Francuska policja zatrzymała napastnika, który przez kilka godzin przetrzymywał cztery osoby w budynku banku w Tuluzie. Mężczyzna jest ranny w nogę. Został zatrzymany po policyjnym szturmie. Funkcjonariusze uwolnili wszystkich zakładników. Terrorysta od początku twierdził, że jest członkiem Al-Kaidy.

Mężczyzna wszedł do banku ok. godz. 11 i wziął czterech zakładników, w tym menadżera placówki. Zażądał rozmowy z przedstawicielem elitarnej jednostki policji Raid, który w marcu zastrzelił zamachowca Mohameda Meraha - zabójcę trzech francuskich komandosów oraz trojga dzieci z żydowskiej szkoły w tym mieście.

Przed 15 udało się uwolnić pierwszą z przetrzymywanych osób. Godzinę później terrorysta wypuścił drugą zakładniczkę. Pozostałe dwie osoby uwolniono podczas policyjnego szturmu. Żadnemu z zakładników nic poważnego się nie stało.

Napastnik chory psychicznie

Wstępnie udało się potwierdzić, że napastnik to osoba chora psychicznie. Mężczyzna - jak potwierdził mer Tuluzy - był leczony przez psychiatrów. Według nieoficjalnych informacji, w przeszłości kilka razy przebywał w szpitalach psychiatrycznych.

Siostra mężczyzny powiedziała mediom, że ma on 26 lat. Jest zły i boi się świata zewnętrznego - dodała.

Policja jest przekonana, że 26-latek próbował dokonać napadu na bank, a kiedy mu się to nie udało wziął zakładników, twierdząc, że to atak terrorystyczny. Policyjni eksperci podkreślają, że banki zazwyczaj nie są celem ataków Al-Kaidy.

Zamachowiec z Tuluzy

Mohamed Merah - domniemany sprawca zabójstw trzech francuskich komandosów i masakry przed żydowską szkołą w Tuluzie - został zastrzelony przez antyterrorystów 22 marca. Francuskie media podkreślają, że Merah nie żałował tego, co zrobił. Żałował jedynie, że nie zamordował więcej ludzi - mówił po wszystkim szef antyterrorystycznej sekcji paryskiej prokuratury Francois Molins.

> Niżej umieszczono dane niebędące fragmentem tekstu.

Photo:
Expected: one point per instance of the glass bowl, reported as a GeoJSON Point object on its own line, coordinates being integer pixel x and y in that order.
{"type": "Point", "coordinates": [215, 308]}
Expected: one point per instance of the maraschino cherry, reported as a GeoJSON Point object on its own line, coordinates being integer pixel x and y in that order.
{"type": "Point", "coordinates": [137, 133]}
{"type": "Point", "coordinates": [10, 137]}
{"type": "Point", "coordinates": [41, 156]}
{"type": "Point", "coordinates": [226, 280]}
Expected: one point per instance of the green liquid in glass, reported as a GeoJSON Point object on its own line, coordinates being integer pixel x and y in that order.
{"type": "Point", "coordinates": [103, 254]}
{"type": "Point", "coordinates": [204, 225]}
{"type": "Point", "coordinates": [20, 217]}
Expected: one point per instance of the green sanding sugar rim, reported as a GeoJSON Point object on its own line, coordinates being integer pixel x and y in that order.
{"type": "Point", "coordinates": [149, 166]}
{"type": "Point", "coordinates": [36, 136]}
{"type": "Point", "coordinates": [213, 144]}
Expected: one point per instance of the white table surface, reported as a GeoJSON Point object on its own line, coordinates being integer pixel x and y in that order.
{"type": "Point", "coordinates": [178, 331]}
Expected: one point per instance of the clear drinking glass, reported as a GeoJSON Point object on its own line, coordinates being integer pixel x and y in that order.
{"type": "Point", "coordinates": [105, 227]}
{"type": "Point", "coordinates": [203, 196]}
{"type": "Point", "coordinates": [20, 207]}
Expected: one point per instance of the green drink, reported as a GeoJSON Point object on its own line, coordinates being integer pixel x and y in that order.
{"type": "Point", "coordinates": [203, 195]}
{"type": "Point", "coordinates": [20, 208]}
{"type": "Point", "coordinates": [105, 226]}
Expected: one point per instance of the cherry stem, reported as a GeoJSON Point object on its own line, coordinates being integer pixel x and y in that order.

Podał też, że Merah sfilmował wszystkie swoje ataki, a nagrania udostępnił w internecie.

W sprawie ataków na południu Francji toczy się śledztwo. Policja próbuje ustalić, czy Merah miał wspólników. Podczas rozmów z funkcjonariuszami szczycił się tym, że upokorzył Francję. Mówił też, że jest mudżahedinem i należy do Al-Kaidy. Zabójstwa miały być zemstą za śmierć palestyńskich dzieci w konflikcie izraelsko-palestyńskim oraz odwetem na francuskiej armii za udział w zagranicznych interwencjach.